Though they only had four weeks in a competition that had been open for months, Liam McCall, Max Heck, Lorien Tyne and Ainsley King decided to shoot for the moon with their film about Sarah’s Hat Boxes, which has manufacturing facilities in Hancock and a store in downtown Peterborough.
They admit they didn’t know much of anything about manufacturing before they got started, but they weren’t about to let that stop them. They began by researching the beginnings of the company and its founders Debbie and Peter Mills, then they toured the facilities and interviewed the Sarah’s Hat Boxes team.
“The biggest thing I was surprised by was how few people there were and how much they produce,” Tyne said, noting the team includes a handful of employees plus the Mills family. “It changed what I thought about a factory.”

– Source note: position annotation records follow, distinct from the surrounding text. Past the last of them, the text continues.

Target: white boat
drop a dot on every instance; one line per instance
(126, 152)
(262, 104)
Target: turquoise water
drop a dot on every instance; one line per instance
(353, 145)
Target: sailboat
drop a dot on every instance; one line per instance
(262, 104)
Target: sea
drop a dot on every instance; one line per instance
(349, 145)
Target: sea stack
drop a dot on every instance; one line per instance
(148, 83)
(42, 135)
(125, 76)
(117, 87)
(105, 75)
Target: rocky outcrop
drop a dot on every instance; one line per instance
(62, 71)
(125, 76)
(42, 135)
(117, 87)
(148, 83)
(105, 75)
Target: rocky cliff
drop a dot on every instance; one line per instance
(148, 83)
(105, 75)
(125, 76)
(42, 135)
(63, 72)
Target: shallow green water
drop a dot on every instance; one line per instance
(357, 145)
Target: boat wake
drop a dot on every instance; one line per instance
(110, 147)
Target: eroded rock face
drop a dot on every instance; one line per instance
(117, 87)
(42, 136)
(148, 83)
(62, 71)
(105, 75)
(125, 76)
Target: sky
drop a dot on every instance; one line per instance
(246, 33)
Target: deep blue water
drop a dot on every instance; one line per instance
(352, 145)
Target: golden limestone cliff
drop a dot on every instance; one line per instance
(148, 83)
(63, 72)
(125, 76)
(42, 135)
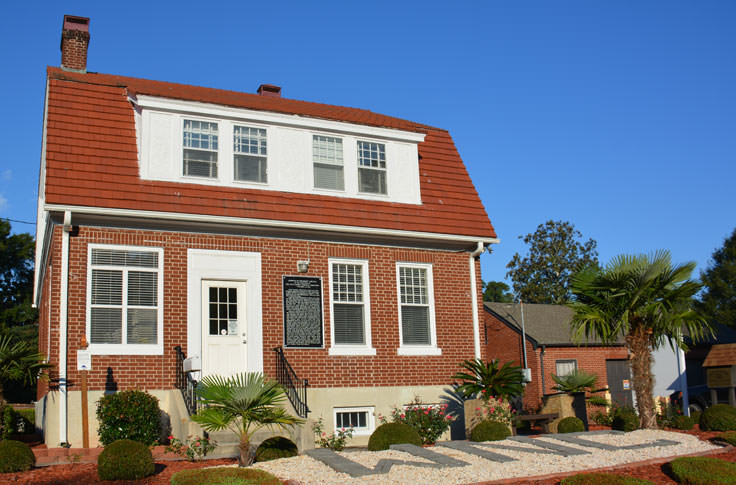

Heck said he learned that making things is a process. “There’s a specific start and a specific end. You have to do things in order,” he said.
The students are just a handful of the 200 or so who are in the Expanding Horizon Program, which gives them an opportunity for hands-on learning, peer mentorship and experience working as a team. As the teacher for the program, Michele Brezovec explained, “[It’s] a lot of tech, and they take charge of their learning.”
About half of the students who attend SMS are in the program. They have to apply, write a 750-word essay about why they want to join, and agree to make up any work they miss when they leave class for it. They also commit to time after school for things like the school newspaper, Robotics and other competitions.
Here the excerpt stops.